Friday, 23 February 2007

Hard to blog regularly, especially when you're working...

That said, something that caught my eye, and following on from my Amy Winehouse post (and yes, I was pleased that she won two awards, although Arctic Monkeys were well-deserved winners also), was the Brits. I watched it half-cut from cheap red wine, with the kids shouting and running in front of the telly every 15 seconds - me shouting, "GERRROUTAVITTT!" Anyway...

Last award of the night was Outstanding Achievement for Oasis. Now this was a bit of a puzzle to me at the time. Outstanding? Really? When was the last time they actually released a good record? I scratched my head cast my mind back... and realised they hadn't done anything of note since 1996. Be Here Now was stunningly crap, and none of the supposed 'comeback' singles since then (Go Let It Out, Lyla, The Importance Of Being Idle) had ever been worth the asking price. So they were getting what's supposed to be the biggest award for what is essentially a career of two albums - Definitely Maybe and Morning Glory.

Hmmm. Bit over the top?

Then - worst of all - they started playing. And Liam opened his mouth. Oh dear. What happened to that voice? I once read it described as a cross between Lennon's caustic sneer, Johnny Rotten's nasal whine, and Ian Brown's shamanistic mumblings, and what the hell was it now? Just a sort of strangled bark. This wasn't how I remembered Oasis.

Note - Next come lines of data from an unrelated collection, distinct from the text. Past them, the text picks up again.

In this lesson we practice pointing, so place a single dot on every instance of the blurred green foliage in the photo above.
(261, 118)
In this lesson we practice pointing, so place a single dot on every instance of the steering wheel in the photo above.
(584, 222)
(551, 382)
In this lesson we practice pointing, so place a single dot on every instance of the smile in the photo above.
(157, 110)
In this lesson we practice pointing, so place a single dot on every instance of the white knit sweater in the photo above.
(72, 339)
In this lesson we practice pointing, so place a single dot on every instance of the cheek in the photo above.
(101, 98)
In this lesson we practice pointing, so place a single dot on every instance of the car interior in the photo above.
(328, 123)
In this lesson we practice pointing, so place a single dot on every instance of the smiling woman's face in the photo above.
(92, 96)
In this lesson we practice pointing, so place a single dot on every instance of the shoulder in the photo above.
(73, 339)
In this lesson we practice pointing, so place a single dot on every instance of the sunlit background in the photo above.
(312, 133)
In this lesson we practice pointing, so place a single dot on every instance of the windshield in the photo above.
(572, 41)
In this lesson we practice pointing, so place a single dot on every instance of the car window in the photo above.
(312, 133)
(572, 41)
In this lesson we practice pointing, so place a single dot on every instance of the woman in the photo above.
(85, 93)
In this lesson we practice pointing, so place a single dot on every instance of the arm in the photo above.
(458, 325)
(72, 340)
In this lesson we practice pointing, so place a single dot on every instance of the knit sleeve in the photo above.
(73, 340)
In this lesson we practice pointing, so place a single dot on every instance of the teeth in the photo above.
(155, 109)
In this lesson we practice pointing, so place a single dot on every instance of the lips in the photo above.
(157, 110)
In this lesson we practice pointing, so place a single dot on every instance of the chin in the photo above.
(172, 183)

They looked the same. Well, on first inspection, anyway. Liam still has that huge mane that he's been cultivating since time began, and Noel... Actually, Noel looks like a waxwork of himself. And I twigged - he's 40 now. 40 years old. I sat back and realised that this man, an icon of my youth, was now well into the 'old codger' phase of his life. Which would explain why he looks like that. An older man trying to look the same as he did 15 years ago. God, has time flown that much?

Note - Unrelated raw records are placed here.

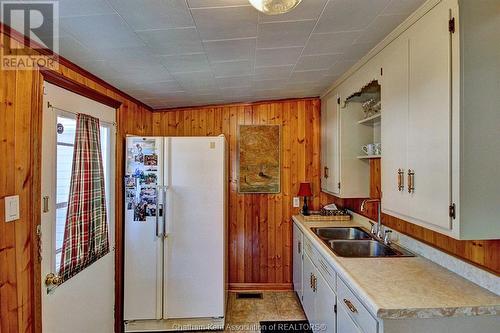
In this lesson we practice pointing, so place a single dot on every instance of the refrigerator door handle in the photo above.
(166, 225)
(159, 211)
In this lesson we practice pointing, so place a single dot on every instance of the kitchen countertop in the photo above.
(405, 287)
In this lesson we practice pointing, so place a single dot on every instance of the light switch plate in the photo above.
(11, 208)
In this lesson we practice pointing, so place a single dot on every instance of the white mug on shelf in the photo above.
(369, 149)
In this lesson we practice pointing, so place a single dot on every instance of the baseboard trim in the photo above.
(259, 286)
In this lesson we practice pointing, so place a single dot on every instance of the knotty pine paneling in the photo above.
(260, 230)
(482, 253)
(20, 127)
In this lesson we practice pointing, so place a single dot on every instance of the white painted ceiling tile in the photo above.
(380, 27)
(68, 8)
(101, 31)
(284, 34)
(232, 68)
(230, 49)
(270, 84)
(154, 14)
(244, 82)
(306, 76)
(311, 62)
(72, 49)
(172, 41)
(347, 15)
(273, 73)
(402, 7)
(225, 22)
(278, 56)
(357, 51)
(216, 3)
(196, 80)
(341, 67)
(332, 42)
(198, 52)
(186, 63)
(306, 10)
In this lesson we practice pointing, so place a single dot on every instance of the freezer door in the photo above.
(195, 236)
(143, 265)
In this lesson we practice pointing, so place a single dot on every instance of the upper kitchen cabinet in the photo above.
(346, 173)
(441, 125)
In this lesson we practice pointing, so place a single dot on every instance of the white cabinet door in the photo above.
(308, 299)
(394, 97)
(325, 316)
(297, 261)
(332, 148)
(344, 322)
(429, 117)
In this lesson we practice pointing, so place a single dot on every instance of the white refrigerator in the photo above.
(175, 233)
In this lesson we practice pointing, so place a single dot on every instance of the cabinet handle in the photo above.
(411, 181)
(401, 180)
(351, 306)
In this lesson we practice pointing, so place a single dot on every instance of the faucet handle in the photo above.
(387, 237)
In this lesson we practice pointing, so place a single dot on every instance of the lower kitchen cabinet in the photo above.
(297, 261)
(308, 292)
(324, 306)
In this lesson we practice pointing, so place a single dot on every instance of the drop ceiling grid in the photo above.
(172, 53)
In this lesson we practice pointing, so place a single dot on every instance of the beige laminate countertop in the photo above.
(409, 287)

And obviously the rest of the original band have long gone - Guigsy, Bonehead, Alan White - replaced by Noel's crawling sycophants, Gem Archer and Andy Bell, who couldn't get anywhere with their own bands and had to hang onto the hull of a supertanker, leaving their sinking rubber dinghies behind. Non-entities, never of any consequence, never will be, but living proof that Oasis aren't really a band anymore, just a name and a group of people, nothing more.

It was appalling really, listening to what were just competent renditions of songs that had actually meant something once, like watching a tribute band. Including the crap vocalist, trying to ape his hero, aiming for the stars and falling way, way short. I started to question why I'd ever liked them in the first place. Wasn't this just pub rock, no imagination, no intelligence behind it?

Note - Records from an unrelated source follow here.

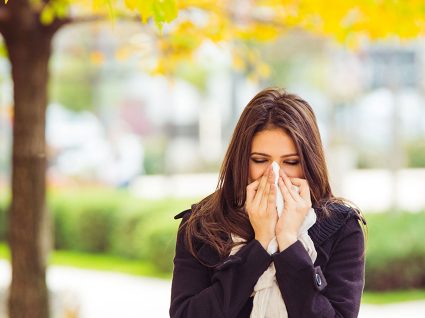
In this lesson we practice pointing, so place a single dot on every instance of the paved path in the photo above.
(111, 295)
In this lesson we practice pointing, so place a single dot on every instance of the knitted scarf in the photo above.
(268, 301)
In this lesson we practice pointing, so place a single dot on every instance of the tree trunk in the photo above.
(29, 51)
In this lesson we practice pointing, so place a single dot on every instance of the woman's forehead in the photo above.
(268, 142)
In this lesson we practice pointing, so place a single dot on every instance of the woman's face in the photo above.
(273, 145)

Then I remembered an interview with the Arctic Monkeys, saying that Oasis inspired them to pick up their first guitars. And I remembered all my years of listening to those first two albums on the bus to college. So I made a promise to myself to listen to Definitely Maybe on my Walkman the next day.

Next morning, walk to the bus stop. Rock'n'Roll Star. Oh my god. Yes, it was this good. I had completely forgotten. And fuck me was it loud! CDs nowadays are louder than ever, but this was right up there in volume, and not diminishing quality, because this was how it was meant to be played - full blast. A massive wall of guitar. Slade pounding away at the stomping guitar riff, with a sudden Smithsian jangle thrown in for good measure.

And this was before Liam had even started singing. And yes, his voice really was that good. Not joking, he almost sounded like a choirboy, almost angelic. Not innocent, of course, that goes without saying, but something pure and unaffected. This was how it was, and he wasn't trying to play the role of Liam Gallagher, he was just himself. His vocals just soared, like an eagle. And I was stuck to my earphones with a dizzy grin on my face, transported for an hour or so back to my teenage years. In a good way.

It was like that through the whole ablum, and more. Live Forever and Slide Away, still glorious love songs, those vocals achieving lift-off again. The just-too-slow-enough-to-be-cool drum pattern on Supersonic, Cigarettes & Alcohol just oozing cool, with that sleazy T Rex riff rolling along, Married With Children still as understated and affecting as it had always been, Whatever - a better anthem than Hey Jude, still pissed all over East 17 and Mariah Carey, who pushed it down into No.3 at Christamas 1994 (crime).

So even though, as I said, they received an outstanding achievement award for what amounts to two albums - it was worth it, they did their job. And I'll forgive Noel for Be Here Now.